Sean McDermott cited 9/11 attackers in 2019 Bills meeting

Bills head coach Sean McDermott has faced mounting criticism following a report Thursday which revealed that he used the Sept. 11, 2001 terrorist attacks to try and motivate his players during a 2019 training camp meeting, according to Go Long, a Substack publication run by Tyler Dunne.

The anecdote was included in a scathing three-part, 20,000-word series detailing the Bills’ issues under McDermott — who has been the organization’s coach since 2017 — from his leadership qualities and motivation tactics to his relationship with quarterback Josh Allen and acceptance of responsibility.

McDermott, Dunne wrote, allegedly “cited the hijackers as a group of people who were all able to get on the same page to orchestrate attacks to perfection.”

Then, McDermott asked players about tactics the terrorists might’ve used and the obstacles they faced.


Sean McDermott has served as the Bills' coach since 2017.
Sean McDermott has served as the Bills’ coach since 2017. Getty Images

“I don’t know why he’s that awkward but his social skills are lacking,” an anonymous veteran told Dunne. “Maybe he’s just wound-up thinking about ball. You’ve got to talk to the team every day. That’s one where maybe he heard it on a podcast. Next episode! That’s not the one to lead with.

“He was trying to bring the team together. It was a horrible, horrible reference. He missed the mark.”

Another veteran added that the message was “f–ked up,” while another coach said McDermott’s intentions weren’t bad but he’s “just so clueless.”

McDermott apologized to players after joining them on the field at St. John Fisher College — their training camp site — that day, according to Dunne.

McDermott said in a press conference Thursday afternoon that he apologized to the team four years after using the reference in the meeting and planned to address his current group, but he declined to address other parts of Dunne’s story — adding that he wanted to focus on the insensitive reference that he described as “very, very important to me.”


Sean McDermott and the Bills sit at 6-6 entering their Week 14 matchup against the Chiefs.
Sean McDermott and the Bills sit at 6-6 entering their Week 14 matchup against the Chiefs. AP

“My intent in the meeting that day was to discuss the importance of communication and being on the same page with the team,” McDermott told reporters. “I regretted mentioning 9/11 in my message that day and I immediately apologized to the team. Not only was 9/11 a horrific event in our country’s history, but a day that I lost a good family friend.”
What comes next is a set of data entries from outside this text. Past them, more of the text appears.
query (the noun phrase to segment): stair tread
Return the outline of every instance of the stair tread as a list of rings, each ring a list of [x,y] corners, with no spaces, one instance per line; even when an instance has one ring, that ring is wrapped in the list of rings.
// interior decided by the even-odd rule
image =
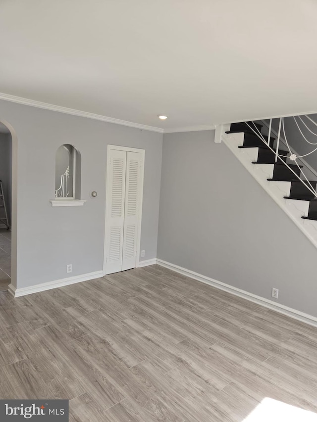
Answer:
[[[310,198],[308,195],[293,195],[292,196],[284,196],[284,198],[285,199],[296,199],[298,201],[317,201],[317,198],[315,196]]]
[[[259,145],[258,146],[251,146],[251,145],[245,146],[244,145],[240,145],[238,147],[238,148],[260,148],[261,149],[265,149],[265,150],[268,150],[270,151],[271,152],[272,152],[272,150],[271,149],[270,149],[269,148],[267,148],[267,147],[265,145]],[[274,149],[274,148],[272,148],[272,149],[274,150],[274,152],[276,150],[276,149]],[[278,153],[280,154],[281,153],[285,153],[285,154],[289,154],[289,151],[286,151],[285,149],[279,149],[278,150]]]
[[[284,163],[262,163],[261,161],[252,161],[253,164],[274,164],[274,166],[285,166],[285,164]],[[295,168],[298,168],[300,167],[300,168],[303,168],[304,166],[297,166],[296,164],[287,164],[287,165],[290,167],[294,167]],[[285,166],[285,167],[287,167]]]
[[[311,217],[305,217],[303,216],[302,218],[304,218],[305,220],[317,220],[317,214],[316,216],[311,216]]]
[[[233,131],[226,131],[225,133],[226,134],[248,134],[249,135],[254,135],[255,137],[259,139],[259,141],[261,141],[262,142],[263,141],[259,137],[258,134],[253,132],[251,129],[248,130],[248,129],[245,129],[244,131],[241,130],[233,130]],[[267,139],[268,138],[268,135],[263,135],[261,134],[261,135],[263,137],[264,139]],[[276,139],[276,138],[274,138],[273,136],[270,137],[270,141],[275,141]]]
[[[288,179],[266,179],[266,180],[272,182],[291,182],[293,183],[303,183],[304,185],[306,184],[306,181],[299,180],[298,179],[292,179],[291,180],[289,180]],[[317,181],[310,180],[309,183],[311,184],[317,183]]]

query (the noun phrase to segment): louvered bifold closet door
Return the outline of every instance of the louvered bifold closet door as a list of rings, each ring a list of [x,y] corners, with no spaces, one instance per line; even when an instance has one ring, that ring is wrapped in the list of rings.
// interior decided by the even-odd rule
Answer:
[[[141,154],[127,152],[122,271],[136,265],[138,222],[140,202]]]
[[[122,271],[126,152],[110,150],[108,166],[106,274],[111,274]]]

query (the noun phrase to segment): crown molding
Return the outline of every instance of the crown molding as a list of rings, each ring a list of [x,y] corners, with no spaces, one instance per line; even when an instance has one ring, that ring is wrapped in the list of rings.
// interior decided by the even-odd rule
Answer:
[[[43,102],[34,99],[30,99],[23,97],[17,96],[10,94],[0,93],[0,99],[22,104],[24,105],[30,105],[31,107],[36,107],[38,108],[44,108],[46,110],[51,110],[52,111],[57,111],[66,114],[71,114],[73,116],[78,116],[80,117],[87,117],[88,119],[93,119],[95,120],[100,120],[102,122],[106,122],[107,123],[113,123],[115,125],[121,125],[123,126],[128,126],[130,128],[136,128],[144,131],[150,131],[153,132],[158,132],[160,134],[170,134],[176,132],[192,132],[197,131],[210,131],[215,129],[214,125],[203,125],[199,126],[186,126],[180,128],[169,128],[163,129],[157,128],[155,126],[149,126],[148,125],[142,125],[140,123],[135,123],[127,120],[121,120],[120,119],[115,119],[114,117],[108,117],[102,116],[101,114],[95,114],[88,111],[81,110],[76,110],[74,108],[69,108],[68,107],[62,107],[61,105],[55,105],[49,104],[48,102]]]
[[[182,128],[167,128],[163,133],[172,134],[176,132],[194,132],[198,131],[211,131],[215,129],[215,125],[202,125],[200,126],[184,126]]]
[[[55,105],[53,104],[49,104],[47,102],[42,102],[41,101],[36,101],[34,99],[29,99],[23,97],[5,94],[0,93],[0,99],[10,101],[11,102],[16,102],[23,104],[24,105],[30,105],[31,107],[36,107],[38,108],[44,108],[46,110],[51,110],[52,111],[58,111],[59,113],[64,113],[66,114],[71,114],[73,116],[78,116],[80,117],[87,117],[88,119],[94,119],[95,120],[100,120],[102,122],[106,122],[108,123],[114,123],[115,125],[121,125],[123,126],[129,126],[130,128],[136,128],[145,131],[151,131],[153,132],[158,132],[162,134],[164,130],[162,128],[156,128],[155,126],[149,126],[147,125],[142,125],[140,123],[134,123],[133,122],[128,122],[126,120],[121,120],[120,119],[115,119],[113,117],[108,117],[102,116],[101,114],[95,114],[88,111],[83,111],[81,110],[76,110],[74,108],[69,108],[67,107],[62,107],[60,105]]]

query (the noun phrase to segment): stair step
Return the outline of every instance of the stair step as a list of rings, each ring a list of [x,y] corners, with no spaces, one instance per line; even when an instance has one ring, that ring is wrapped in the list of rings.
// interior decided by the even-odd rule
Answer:
[[[285,168],[287,168],[286,166],[284,164],[284,163],[259,163],[259,161],[252,161],[253,164],[274,164],[274,166],[283,166],[283,167],[285,167]],[[298,167],[296,164],[287,164],[288,167],[294,168],[294,169],[298,169],[298,167],[300,168],[302,168],[303,166],[299,166]],[[272,179],[267,179],[267,180],[272,180]],[[291,180],[286,180],[286,182],[291,182]]]
[[[316,215],[312,216],[311,217],[302,217],[304,220],[317,220],[317,214]]]
[[[255,124],[255,126],[258,128],[260,132],[261,131],[261,129],[263,127],[263,125],[260,125],[259,123],[255,123],[254,124],[253,122],[241,122],[239,123],[231,123],[230,127],[230,131],[240,132],[244,132],[245,131],[249,131],[252,133],[252,129],[249,127],[246,123],[249,123],[249,124],[253,128],[254,127],[254,124]],[[255,128],[255,130],[256,130]]]
[[[314,215],[312,215],[310,217],[310,216],[309,216],[308,217],[305,217],[305,216],[303,216],[303,217],[302,217],[302,218],[303,218],[304,220],[317,220],[317,214],[316,214]]]
[[[272,179],[267,179],[266,180],[268,180],[271,182],[291,182],[292,183],[306,183],[305,181],[301,181],[299,180],[298,179],[292,179],[291,180],[289,180],[288,179],[279,179],[272,178]],[[313,185],[314,183],[317,184],[317,181],[316,180],[310,180],[310,183],[311,183],[312,185]]]
[[[313,196],[313,193],[312,193],[312,196],[310,197],[309,195],[298,195],[297,196],[284,196],[283,197],[285,199],[296,199],[298,201],[309,201],[310,202],[311,201],[317,201],[317,198]]]
[[[249,145],[240,145],[238,147],[238,148],[259,148],[260,149],[263,149],[265,151],[267,151],[267,150],[270,151],[271,152],[272,152],[272,153],[273,153],[273,152],[272,152],[272,150],[271,149],[270,149],[269,148],[268,148],[266,145],[264,145],[264,144],[263,144],[262,145],[257,145],[256,146],[250,146]],[[274,152],[276,152],[276,150],[274,148],[273,148],[272,149],[274,150]],[[289,151],[286,151],[286,149],[279,149],[278,150],[278,153],[280,154],[281,155],[282,155],[282,154],[286,155],[286,154],[289,154]]]
[[[226,132],[226,134],[236,133],[236,131],[231,132],[228,131]],[[241,131],[239,133],[241,133]],[[244,137],[243,138],[243,146],[264,146],[265,144],[260,138],[254,133],[250,133],[250,132],[244,131]],[[265,142],[267,142],[268,137],[266,135],[263,135]],[[274,144],[274,141],[276,138],[272,137],[270,137],[269,146],[272,148]]]

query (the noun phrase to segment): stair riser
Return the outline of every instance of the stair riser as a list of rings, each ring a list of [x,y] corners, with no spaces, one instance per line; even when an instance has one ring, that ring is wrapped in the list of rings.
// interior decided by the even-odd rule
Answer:
[[[286,161],[287,157],[282,158],[283,161]],[[280,160],[277,159],[278,163],[280,163]],[[275,161],[275,154],[270,149],[261,149],[259,151],[258,161],[262,163],[274,163]]]
[[[317,215],[317,201],[314,201],[309,203],[308,216],[315,217],[316,215]]]
[[[273,147],[274,139],[271,138],[270,146]],[[265,144],[256,135],[246,133],[244,134],[243,145],[244,146],[263,146]]]
[[[251,122],[248,122],[249,124],[251,124]],[[261,125],[259,125],[258,123],[256,123],[256,126],[258,128],[259,130],[261,131],[262,126]],[[254,127],[253,124],[251,124],[251,127]],[[240,131],[241,132],[243,132],[244,131],[251,131],[251,129],[248,125],[247,125],[244,122],[241,122],[241,123],[231,123],[230,128],[231,131]]]
[[[316,184],[312,184],[313,188],[316,188]],[[292,183],[291,186],[290,196],[296,196],[298,195],[308,195],[314,197],[314,194],[303,183]]]
[[[295,173],[299,176],[300,170],[298,168],[294,168],[293,169]],[[274,168],[274,172],[273,173],[273,178],[274,179],[283,179],[290,180],[295,179],[296,176],[291,170],[286,166],[275,166]]]

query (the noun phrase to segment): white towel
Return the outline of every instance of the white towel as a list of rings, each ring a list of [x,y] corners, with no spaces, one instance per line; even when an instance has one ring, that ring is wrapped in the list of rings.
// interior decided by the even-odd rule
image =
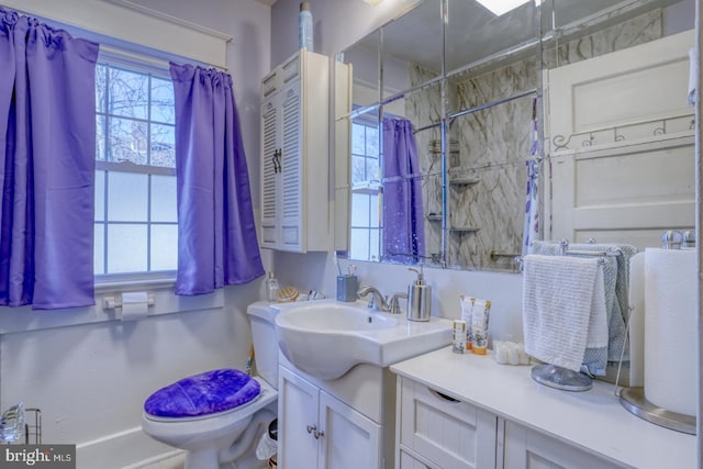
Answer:
[[[525,256],[523,330],[527,354],[573,371],[581,369],[587,347],[607,346],[599,259]]]

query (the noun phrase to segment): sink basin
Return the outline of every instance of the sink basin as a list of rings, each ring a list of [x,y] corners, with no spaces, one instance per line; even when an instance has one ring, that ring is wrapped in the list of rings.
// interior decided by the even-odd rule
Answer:
[[[281,351],[297,368],[324,380],[337,379],[358,364],[384,368],[451,342],[451,321],[442,317],[413,322],[405,314],[335,300],[276,308]]]

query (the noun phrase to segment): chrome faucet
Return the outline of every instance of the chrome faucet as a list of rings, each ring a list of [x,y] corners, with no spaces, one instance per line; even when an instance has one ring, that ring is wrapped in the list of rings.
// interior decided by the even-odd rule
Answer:
[[[408,293],[394,293],[393,297],[391,298],[391,314],[400,314],[401,313],[401,309],[400,309],[400,300],[408,300]]]
[[[368,297],[369,293],[371,298],[369,299],[369,308],[377,311],[390,311],[388,303],[386,302],[386,298],[381,294],[380,291],[376,287],[365,286],[357,291],[356,295],[359,298]]]

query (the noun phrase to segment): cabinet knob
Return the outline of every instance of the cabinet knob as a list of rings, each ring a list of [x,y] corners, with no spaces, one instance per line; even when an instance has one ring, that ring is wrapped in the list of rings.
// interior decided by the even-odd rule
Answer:
[[[309,434],[312,433],[312,436],[314,436],[315,439],[320,439],[321,436],[325,436],[324,432],[317,431],[317,425],[308,425],[305,429],[308,431]]]

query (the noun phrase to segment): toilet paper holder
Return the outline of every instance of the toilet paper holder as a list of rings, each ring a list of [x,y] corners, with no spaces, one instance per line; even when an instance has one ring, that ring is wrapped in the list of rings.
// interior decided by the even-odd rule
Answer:
[[[146,295],[146,304],[147,306],[153,306],[154,303],[154,295],[152,293],[148,293]],[[118,308],[122,308],[122,294],[118,293],[114,295],[108,295],[108,297],[102,297],[102,309],[104,311],[113,311]]]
The report was published days before the Bills face the Chiefs in Week 14 with a 6-6 record and on the brink of missing the playoffs for the first time since 2018.

Last week, six days before Dunne’s report, The Athletic cited four sources that said the Bills didn’t plan to make an offseason coaching change.

General manager Brandon Bean and owner Terry Pegula hadn’t released a statement on McDermott’s 2019 meeting as of Thursday afternoon.